Pero nunca están solos. La Iglesia y muchas personas están con ustedes.
Miren con confianza hacia delante, su travesía es larga y fatigosa, pero
miren adelante, hay «un futuro cierto, que se sitúa en una perspectiva
diversa de las propuestas ilusorias de los ídolos del mundo, pero que da un
impulso y una fuerza nueva para vivir cada día» (Carta enc. Lumen fidei,
57). Quisiera repetirles a todos ustedes: No se dejen robar la esperanza.
Pero también quiero decir: No robemos la esperanza, más aún, hagámonos todos
portadores de esperanza.
En el Evangelio leemos la parábola del Buen Samaritano, que habla de un
hombre asaltado por bandidos y abandonado medio muerto al borde del camino.

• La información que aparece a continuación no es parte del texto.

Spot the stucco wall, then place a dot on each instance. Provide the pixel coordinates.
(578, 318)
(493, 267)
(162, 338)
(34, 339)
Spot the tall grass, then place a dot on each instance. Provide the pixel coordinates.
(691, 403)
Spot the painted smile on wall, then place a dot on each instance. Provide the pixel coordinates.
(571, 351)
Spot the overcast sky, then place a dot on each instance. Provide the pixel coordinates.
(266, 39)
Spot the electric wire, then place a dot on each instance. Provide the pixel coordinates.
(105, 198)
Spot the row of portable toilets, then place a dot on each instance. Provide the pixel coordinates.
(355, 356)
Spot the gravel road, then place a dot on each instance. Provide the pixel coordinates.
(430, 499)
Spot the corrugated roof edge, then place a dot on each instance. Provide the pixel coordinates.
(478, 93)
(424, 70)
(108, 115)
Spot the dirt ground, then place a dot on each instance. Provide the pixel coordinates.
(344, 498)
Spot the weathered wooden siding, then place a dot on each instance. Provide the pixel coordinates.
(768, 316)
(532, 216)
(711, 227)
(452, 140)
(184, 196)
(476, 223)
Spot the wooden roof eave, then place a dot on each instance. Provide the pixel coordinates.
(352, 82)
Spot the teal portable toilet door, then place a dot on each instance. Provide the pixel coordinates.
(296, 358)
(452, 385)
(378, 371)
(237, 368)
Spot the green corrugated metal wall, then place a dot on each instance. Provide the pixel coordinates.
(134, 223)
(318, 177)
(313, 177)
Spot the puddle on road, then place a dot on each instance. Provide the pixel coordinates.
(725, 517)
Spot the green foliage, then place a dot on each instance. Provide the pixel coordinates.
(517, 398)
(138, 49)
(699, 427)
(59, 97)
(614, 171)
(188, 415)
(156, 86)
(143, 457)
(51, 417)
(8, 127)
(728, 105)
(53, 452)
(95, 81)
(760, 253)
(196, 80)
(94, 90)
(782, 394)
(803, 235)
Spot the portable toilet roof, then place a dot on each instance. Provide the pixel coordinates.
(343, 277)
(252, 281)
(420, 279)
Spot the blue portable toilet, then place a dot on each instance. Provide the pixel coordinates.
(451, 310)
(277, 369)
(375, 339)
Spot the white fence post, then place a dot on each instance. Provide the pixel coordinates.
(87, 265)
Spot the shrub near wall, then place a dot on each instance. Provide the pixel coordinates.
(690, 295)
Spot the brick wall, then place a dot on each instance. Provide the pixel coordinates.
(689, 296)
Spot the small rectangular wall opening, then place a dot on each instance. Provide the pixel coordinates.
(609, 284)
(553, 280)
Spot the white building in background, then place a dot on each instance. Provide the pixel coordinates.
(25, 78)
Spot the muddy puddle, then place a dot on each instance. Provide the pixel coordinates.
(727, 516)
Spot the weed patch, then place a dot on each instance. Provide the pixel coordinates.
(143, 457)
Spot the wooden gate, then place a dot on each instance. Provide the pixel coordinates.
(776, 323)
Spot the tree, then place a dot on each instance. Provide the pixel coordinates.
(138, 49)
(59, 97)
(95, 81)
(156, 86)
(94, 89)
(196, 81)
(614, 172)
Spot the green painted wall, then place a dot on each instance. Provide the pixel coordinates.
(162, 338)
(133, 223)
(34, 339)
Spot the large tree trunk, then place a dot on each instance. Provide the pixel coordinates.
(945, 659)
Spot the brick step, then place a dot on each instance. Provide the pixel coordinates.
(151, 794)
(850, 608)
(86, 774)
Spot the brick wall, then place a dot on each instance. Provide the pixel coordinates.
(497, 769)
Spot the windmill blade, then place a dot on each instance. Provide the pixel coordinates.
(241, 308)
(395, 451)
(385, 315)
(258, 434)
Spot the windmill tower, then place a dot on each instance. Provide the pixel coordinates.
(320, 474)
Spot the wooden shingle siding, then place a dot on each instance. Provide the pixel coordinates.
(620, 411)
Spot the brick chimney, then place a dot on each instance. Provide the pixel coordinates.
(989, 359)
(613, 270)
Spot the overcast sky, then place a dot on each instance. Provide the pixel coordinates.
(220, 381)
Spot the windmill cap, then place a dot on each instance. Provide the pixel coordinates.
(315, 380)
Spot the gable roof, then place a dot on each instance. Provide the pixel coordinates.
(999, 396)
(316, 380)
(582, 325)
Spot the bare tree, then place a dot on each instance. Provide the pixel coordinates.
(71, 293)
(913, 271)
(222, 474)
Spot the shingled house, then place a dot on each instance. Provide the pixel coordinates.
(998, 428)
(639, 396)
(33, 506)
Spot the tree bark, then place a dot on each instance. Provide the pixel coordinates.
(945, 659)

La gente pasa, mira y no se para, continúa indiferente el camino: no es
asunto suyo. Sólo un samaritano, un desconocido, ve, se detiene, lo levanta,
le tiende la mano y lo cura (cf. Lc 10, 29-35).
Queridos amigos, creo que aquí, en este hospital, se hace concreta la
parábola del Buen Samaritano. Aquí no existe indiferencia, sino atención, no
hay desinterés, sino amor. La Asociación San Francisco y la Red de
Tratamiento de Dependencia Química enseñan a inclinarse sobre quien está
dificultad, porque en él ve el rostro de Cristo, porque él es la carne de
Cristo que sufre.
Muchas gracias a todo el personal del servicio médico y auxiliar que trabaja
aquí; su servicio es valioso, háganlo siempre con amor; es un servicio que
se hace a Cristo, presente en el prójimo: «Cada vez que lo hicieron con el
más pequeño de mis hermanos, lo hicieron conmigo» (Mt 25,40), nos dice
Jesús.
Y quisiera repetir a todos los que luchan contra la dependencia química, a
los familiares que tienen un cometido no siempre fácil: la Iglesia no es
ajena a sus fatigas, sino que los acompaña con afecto.
El Señor está cerca de ustedes y los toma de la mano. Vuelvan los ojos a él
en los momentos más duros y les dará consuelo y esperanza. Y confíen también
en el amor materno de María, su Madre. Esta mañana, en el santuario de
Aparecida, he encomendado a cada uno de ustedes a su corazón. Donde hay una
cruz que llevar, allí está siempre ella, nuestra Madre, a nuestro lado. Los
dejo en sus manos, mientras les bendigo a todos con afecto.